= Abortion in Lebanon =

Abortion in Lebanon is criminalised in all cases except for when the mother's life is at risk according to Lebanon's Penal Code, which was established in 1943. A woman who has an abortion may be imprisoned for at least six months and up to three years, and the person performing the abortion is subject to imprisonment for one to three years. The country does not collect data on abortion care and so there are no official statistics, other than measurements of "pregnancy with abortive outcome", which includes miscarriage, induced abortions, and other conditions. In 2019, this was measured as 1066 cases across Lebanon.

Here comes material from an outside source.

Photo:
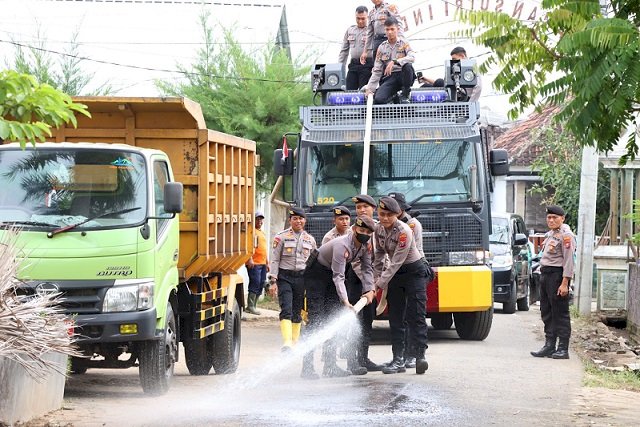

A report written for the ONHCR by Beirut-based feminist group Nisawiya in 2010 stated that abortions did occur in private clinics or doctors' homes for expensive fees, and that support groups and safe conditions for such procedures were non-existent. A 2019 study featuring 119 interviews with women who had had abortions as well as with physicians who offered abortion services argued that the right to safe abortion in Lebanon was a privilege rather than right, and was heavily reliant on the individual's social capital, social networks and her ability to negotiate with her partner and her doctor. The study also found that the price of an illegal abortion - which depends heavily on the physician's credentials, the location of the clinic, and the form of care required - can range between $150 to $2400 (USD, 2019).

The Guttmacher Institute estimated in 2020 that over a quarter of a million women in Lebanon had an unmet need for modern contraception.